Rock 'n Roll Will Never Die.
"Vibrant and vivacious documentary. Carrie Rickey, Philadelphia Inquirer
|Get ready to rock out with the most entertaining 'golden oldies' you will ever meet, a fun-loving seniors choir called 'young @ heart'. This feisty troupe performs songs from james brown to coldplay - and proves that hard rock can be hard when you are hard of hearing!|
"A heartening and poignant affirmation of the transformative power of music. Claudia Puig, USA Today
"An exuberant, affectionate documentary. Jessica Reaves, Chicago Tribune
"...a moving portrait of senior citizens who believe it's better to burn out than fade away. Marc Mohan, Portland Oregonian
"A crowd-pleaser in the best sense, this alternately hilarious and heartbreaking movie will send you out of the theater with a new lease on life. Newsweek
As early as autumn 2006, surreal and hilarious video clips of Stephen Walker's documentary (which originally aired on the BBC) were making the rounds on YouTube and in email inboxes all over the U.S.--tantalizing, out-of-context glimpses of the Young@Heart vocal choir, composed of elderly men and women, having a go at chestnuts by Sonic Youth, the Clash, and the Ramones. It seemed that the feature film, re-released for the screen in 2008, would perhaps be an uncomfortably comic look at a bunch of geezers set up to look ridiculous for the smug delectation of hipster audiences everywhere. The reality is not so far off-base, at least on first glance, but Walker's film, tracking the progress of the chorus as they prepare for a big gig, provides enough good-natured humor, personal narrative, and intimate details to inspire respect and admiration--and some major heart-string-plucking--in filmgoers. Viewers witness the blossoming of long-buried or completely latent musical talents in the elderly folks; learning the new, unfamiliar material, under the direction of irascible 50-something conductor Bob Cilman, keeps their neurons firing and their emotions kindled, while communing with and trusting each other staves off the isolating effects of old age, even as they cope with heartbreaking losses within their ranks. It is undeniably funny to watch them struggle with the more challenging punk, classic rock, and soul songs as their leader kvetches wearily, but Walker skillfully ensures that, by the end of the film, we are laughing with the intrepid Young@Hearters, and not at them.
Cast & Crew
3.5 stars out of 4 -- "YOUNG@HEART focuses on a few engaging performers and gives us a window into their lives and philosophies on aging."
Los Angeles Times
"The irresistible New England chorus of senior citizens proves you're never too old to rock....It's as much of a heady tonic for these folks to take on these unlikely lyrics as it is for us to watch it all go down."
New York Times
"The movie offers an encouraging vision of old age in which the depression commonly associated with decrepitude is held at bay by music making, camaraderie and a sense of humor."

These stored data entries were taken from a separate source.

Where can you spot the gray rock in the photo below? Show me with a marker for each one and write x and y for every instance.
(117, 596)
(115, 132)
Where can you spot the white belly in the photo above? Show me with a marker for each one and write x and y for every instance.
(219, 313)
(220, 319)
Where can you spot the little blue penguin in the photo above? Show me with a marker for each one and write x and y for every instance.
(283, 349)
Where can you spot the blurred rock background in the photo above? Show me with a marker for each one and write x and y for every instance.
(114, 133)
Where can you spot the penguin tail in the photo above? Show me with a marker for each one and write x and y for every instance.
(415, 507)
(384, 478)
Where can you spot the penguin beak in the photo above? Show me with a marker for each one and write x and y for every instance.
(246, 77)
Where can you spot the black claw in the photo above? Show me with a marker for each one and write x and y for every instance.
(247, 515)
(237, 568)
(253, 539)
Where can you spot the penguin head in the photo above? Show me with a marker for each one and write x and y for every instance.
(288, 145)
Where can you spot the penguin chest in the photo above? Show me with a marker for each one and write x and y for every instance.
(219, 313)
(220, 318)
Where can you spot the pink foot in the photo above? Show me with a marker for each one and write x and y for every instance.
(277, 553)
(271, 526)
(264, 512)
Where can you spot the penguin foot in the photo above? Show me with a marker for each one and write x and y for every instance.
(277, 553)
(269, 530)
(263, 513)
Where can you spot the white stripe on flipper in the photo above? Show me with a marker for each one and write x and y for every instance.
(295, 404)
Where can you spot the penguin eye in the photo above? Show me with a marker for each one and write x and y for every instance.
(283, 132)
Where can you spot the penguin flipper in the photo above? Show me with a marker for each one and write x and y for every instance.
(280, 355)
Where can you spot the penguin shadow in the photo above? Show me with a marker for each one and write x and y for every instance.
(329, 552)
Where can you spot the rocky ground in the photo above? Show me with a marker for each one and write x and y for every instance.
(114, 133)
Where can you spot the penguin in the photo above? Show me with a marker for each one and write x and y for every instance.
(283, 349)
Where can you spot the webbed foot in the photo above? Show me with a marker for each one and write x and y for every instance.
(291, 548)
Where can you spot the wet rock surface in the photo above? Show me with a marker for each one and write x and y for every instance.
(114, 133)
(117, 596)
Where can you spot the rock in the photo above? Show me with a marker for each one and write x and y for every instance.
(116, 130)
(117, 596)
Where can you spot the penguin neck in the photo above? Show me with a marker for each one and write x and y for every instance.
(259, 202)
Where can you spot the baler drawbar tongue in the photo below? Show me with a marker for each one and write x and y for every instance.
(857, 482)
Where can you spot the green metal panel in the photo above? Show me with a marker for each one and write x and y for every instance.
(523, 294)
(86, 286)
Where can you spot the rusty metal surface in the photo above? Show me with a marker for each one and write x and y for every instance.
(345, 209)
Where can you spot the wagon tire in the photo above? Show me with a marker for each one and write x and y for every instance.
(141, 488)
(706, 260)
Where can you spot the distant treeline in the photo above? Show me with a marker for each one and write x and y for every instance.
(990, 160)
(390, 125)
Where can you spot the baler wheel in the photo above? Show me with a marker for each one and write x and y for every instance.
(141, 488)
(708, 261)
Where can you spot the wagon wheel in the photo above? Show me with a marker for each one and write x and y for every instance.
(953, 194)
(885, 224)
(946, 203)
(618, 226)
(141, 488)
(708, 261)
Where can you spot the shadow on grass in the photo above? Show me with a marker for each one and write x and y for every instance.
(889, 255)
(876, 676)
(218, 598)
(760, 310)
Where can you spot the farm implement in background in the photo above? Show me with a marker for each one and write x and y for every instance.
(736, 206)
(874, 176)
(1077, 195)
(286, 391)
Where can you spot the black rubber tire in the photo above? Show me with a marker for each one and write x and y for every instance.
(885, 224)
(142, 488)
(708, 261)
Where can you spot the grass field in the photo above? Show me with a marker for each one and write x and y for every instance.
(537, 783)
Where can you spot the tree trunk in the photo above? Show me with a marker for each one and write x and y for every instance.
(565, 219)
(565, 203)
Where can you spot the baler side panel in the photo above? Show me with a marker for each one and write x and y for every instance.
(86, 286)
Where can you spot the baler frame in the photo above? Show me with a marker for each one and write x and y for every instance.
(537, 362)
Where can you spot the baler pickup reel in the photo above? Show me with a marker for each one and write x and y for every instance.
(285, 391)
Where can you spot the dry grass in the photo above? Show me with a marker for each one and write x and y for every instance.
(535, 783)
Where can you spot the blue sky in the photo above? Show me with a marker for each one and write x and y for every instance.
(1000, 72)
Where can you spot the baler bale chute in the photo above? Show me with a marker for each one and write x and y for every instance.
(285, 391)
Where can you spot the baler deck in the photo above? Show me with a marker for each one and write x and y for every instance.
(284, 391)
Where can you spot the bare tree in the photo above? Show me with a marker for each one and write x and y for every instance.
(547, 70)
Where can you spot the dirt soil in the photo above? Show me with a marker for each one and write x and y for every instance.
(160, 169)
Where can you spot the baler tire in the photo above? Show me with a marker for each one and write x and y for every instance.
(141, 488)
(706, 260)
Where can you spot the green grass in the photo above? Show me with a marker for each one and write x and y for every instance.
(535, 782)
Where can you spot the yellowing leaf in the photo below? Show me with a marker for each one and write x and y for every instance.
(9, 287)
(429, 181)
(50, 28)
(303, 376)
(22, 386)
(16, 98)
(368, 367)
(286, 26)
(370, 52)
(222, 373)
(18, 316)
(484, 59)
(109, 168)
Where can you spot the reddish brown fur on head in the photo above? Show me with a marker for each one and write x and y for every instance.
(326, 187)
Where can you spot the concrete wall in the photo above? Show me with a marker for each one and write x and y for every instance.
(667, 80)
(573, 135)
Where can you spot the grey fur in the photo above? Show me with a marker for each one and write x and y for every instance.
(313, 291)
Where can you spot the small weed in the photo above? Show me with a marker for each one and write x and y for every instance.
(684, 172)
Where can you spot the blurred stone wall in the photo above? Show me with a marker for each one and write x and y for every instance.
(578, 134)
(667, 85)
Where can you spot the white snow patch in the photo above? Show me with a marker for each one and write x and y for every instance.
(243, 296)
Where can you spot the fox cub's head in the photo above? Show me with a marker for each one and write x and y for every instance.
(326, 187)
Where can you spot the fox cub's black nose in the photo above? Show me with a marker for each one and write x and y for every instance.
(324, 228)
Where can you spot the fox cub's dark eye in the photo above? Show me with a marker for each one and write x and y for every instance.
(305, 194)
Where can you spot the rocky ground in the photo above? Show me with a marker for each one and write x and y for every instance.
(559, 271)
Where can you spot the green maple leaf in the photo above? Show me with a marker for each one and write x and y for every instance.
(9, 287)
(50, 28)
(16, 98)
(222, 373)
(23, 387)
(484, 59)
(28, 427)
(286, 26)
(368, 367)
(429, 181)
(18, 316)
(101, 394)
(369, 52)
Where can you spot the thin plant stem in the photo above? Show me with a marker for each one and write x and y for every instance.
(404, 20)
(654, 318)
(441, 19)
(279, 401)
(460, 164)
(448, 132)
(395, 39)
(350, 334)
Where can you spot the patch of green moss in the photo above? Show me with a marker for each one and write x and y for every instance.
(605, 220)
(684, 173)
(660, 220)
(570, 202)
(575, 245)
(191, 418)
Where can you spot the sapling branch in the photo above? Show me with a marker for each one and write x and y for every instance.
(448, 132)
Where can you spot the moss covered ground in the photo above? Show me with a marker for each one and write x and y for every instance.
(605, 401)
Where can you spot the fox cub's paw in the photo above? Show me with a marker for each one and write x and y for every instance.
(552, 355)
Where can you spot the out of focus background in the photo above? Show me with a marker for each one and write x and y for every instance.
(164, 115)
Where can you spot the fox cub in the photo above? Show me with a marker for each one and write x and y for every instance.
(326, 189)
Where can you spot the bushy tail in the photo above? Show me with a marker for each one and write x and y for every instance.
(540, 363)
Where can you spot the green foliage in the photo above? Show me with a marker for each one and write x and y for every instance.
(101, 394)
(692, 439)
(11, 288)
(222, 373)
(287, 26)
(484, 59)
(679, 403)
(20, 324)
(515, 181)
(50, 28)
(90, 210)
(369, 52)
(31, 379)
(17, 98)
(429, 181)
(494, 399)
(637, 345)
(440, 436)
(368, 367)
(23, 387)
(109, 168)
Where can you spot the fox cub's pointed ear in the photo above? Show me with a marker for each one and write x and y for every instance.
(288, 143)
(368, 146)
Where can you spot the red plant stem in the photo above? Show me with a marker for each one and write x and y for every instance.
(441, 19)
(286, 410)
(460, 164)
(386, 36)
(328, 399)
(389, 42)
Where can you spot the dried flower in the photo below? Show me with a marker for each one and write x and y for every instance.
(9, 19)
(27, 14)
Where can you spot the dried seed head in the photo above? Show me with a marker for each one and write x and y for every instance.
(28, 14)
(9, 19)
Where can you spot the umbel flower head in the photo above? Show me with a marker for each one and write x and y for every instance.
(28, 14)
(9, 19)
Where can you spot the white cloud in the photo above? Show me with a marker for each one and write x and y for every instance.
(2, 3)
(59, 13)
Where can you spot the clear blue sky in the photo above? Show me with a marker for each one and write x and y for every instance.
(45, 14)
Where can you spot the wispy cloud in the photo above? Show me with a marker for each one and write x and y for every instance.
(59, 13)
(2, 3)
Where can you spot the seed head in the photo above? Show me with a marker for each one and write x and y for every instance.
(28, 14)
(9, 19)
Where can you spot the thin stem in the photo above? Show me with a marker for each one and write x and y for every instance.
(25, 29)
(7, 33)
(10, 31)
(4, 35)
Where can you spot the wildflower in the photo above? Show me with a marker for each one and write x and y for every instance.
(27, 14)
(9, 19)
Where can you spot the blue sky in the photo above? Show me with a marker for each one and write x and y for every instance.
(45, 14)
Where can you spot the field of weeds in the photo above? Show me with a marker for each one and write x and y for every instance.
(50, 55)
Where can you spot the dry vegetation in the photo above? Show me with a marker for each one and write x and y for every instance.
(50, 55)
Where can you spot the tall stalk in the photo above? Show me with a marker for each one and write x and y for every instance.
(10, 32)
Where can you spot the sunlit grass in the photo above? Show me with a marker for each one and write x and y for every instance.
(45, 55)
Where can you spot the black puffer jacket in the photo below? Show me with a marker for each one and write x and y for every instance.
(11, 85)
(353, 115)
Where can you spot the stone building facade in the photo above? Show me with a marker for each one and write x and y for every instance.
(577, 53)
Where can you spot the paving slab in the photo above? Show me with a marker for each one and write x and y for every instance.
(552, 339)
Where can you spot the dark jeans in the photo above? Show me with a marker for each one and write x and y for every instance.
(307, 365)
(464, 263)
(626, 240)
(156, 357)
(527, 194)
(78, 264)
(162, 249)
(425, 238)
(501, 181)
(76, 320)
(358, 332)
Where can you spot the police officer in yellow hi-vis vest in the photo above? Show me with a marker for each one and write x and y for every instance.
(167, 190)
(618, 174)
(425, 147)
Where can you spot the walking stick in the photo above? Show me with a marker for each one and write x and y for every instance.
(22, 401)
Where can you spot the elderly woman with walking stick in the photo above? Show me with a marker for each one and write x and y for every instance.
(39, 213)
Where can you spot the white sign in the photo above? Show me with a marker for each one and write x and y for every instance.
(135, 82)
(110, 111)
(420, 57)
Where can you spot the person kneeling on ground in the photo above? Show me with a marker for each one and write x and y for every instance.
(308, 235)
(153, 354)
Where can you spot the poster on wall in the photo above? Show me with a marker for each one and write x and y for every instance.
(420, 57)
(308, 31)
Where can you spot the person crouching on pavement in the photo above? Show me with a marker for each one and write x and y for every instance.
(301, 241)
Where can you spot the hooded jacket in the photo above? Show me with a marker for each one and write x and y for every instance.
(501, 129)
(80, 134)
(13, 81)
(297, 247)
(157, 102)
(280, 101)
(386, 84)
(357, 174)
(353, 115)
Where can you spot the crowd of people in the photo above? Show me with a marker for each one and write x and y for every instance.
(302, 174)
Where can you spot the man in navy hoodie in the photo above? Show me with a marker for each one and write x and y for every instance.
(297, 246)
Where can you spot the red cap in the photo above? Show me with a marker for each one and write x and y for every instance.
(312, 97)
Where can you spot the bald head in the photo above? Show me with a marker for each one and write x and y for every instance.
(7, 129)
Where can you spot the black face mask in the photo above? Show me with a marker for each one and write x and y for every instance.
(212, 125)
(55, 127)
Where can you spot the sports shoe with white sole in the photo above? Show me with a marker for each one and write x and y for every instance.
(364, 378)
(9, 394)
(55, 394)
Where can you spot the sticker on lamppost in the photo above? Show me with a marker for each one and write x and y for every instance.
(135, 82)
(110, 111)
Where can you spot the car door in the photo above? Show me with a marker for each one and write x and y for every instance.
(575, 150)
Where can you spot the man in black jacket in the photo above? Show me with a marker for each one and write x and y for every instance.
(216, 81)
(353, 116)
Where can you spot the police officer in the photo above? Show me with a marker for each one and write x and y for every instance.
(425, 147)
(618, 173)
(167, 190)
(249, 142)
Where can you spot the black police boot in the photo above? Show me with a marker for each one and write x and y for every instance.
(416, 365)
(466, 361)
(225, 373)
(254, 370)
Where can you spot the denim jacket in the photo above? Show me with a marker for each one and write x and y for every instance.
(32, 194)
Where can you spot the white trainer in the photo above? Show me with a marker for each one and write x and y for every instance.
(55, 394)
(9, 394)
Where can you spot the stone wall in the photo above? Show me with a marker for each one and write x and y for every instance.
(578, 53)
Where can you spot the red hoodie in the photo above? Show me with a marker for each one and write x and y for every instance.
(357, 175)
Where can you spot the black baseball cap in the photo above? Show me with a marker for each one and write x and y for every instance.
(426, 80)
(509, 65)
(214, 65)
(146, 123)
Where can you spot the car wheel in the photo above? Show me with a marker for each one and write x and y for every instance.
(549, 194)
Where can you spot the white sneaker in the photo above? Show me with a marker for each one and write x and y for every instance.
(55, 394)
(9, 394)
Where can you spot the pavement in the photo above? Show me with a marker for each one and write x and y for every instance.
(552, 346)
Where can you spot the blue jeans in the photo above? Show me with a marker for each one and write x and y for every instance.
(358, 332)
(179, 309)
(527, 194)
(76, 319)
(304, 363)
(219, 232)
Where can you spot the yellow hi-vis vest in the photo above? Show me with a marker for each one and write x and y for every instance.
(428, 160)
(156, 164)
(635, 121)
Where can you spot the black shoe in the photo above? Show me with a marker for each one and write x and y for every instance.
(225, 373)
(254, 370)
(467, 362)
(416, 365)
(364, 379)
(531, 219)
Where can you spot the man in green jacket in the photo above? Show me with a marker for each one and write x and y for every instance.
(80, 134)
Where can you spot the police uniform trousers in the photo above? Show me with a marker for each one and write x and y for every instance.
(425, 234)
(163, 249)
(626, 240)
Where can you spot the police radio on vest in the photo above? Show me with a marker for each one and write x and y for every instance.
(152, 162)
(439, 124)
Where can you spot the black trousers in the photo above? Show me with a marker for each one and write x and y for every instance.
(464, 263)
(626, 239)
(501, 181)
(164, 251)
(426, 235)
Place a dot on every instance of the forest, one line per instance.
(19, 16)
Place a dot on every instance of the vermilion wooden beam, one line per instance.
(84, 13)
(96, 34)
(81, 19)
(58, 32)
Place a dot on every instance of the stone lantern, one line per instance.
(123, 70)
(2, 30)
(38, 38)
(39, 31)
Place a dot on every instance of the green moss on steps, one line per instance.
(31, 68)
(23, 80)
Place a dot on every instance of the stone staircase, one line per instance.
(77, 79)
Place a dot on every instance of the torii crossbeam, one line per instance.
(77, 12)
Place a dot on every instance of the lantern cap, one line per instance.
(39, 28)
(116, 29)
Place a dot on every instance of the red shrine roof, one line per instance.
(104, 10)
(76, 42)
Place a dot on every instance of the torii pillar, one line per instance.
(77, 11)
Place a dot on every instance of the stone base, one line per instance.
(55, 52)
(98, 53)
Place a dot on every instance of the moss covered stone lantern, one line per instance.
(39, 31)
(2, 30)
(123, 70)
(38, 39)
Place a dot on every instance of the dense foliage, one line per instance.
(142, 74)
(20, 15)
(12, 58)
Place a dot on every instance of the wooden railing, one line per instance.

"[They] make joyful music, communicated, both by the singers and their playful, sensitive documentarian, with an authority that quite knocks of socks." -- Grade: A-
4 stars out of 5 -- "[A] fond, uplifting and unabashedly sentimental documentary....The film's fly-on-the-wall wobblycam visuals are enlivened by Sally George's weirdly witty music-video inserts..."
ReelViews 8 of 10
When I think of the musical associations of men and women in their golden years, the names that come to mind are Benny Goodman, Frank Sinatra, and maybe Herb Alpert or Neil Sedaka. I wouldn't connect a white-haired old lady with Sonic Youth, Coldplay, and the Talking Heads. Yet that's where Young @ Heart takes its audience - into the behind-the-scenes stories, rehearsals, and performances of a New England chorus that takes its rock 'n roll, punk, and blues seriously, even though the youngest performer is 72. Young @ Heart, a labor of love for British documentarian Stephen Walker, doesn't tackle any big issues or ask any life-changing questions. It's a simple chronicle of admirable people that's part humor, part sentimentality, and part inspiration. If the characters populating this movie don't get you, the music probably will...My reservation about Young @ Heart is the same one I have for most documentaries: its inherent theatricality, or lack thereof. One could generate a plausible argument that this film might play better on a small screen than a large one. Certainly, it won't lose anything if reduced to 31". Like all movies shot on video, there are times when it doesn't look so good in the 35 mm format. However, whether you see it in a theater or on TV, Young @ Heart is likely to bring a smile to your lips and a bounce to your step.
- James Berardinelli
Reel.com 10 of 10
When we were kids, all we wanted to do was grow up to stay up late and eat ice cream whenever we wanted. We don't know when adulthood hits. One day we wake up and have a job and responsibilities. Suddenly, aging terrifies us, as if our lives our end at 50. And then there's Young at Heart, a chorus with members ranging from 72 to 92-plus years old belting out rock classics from The Clash to Talking Heads...From frame one, we giggle, as 92 year-old Eileen Hall screaming The Clash's "Should I Stay or Should I Go?" with a grandmotherly British accent. But we aren't laughing at her. We laugh because we're surprised. Surprised by the grit and fire in the voices. Surprised by the vitality of rock and roll. Surprised because old age has never been so alive...The spirit of rock and roll is embedded in the singers, but that's not what we connect with. We connect with their passion and honesty -- two emotions that are rarely found in life, let alone cinema. Where popular documentaries present a reality filtered through a filmmaker, Young at Heart allows reality to play out as it happens. The movie could show audiences that documentaries don't have to be stuffy, politically-driven creations, but rather can be touching stories of everyday people that are potentially more moving and enjoyable than any Hollywood blockbuster, if only audiences would step outside themselves and take a chance.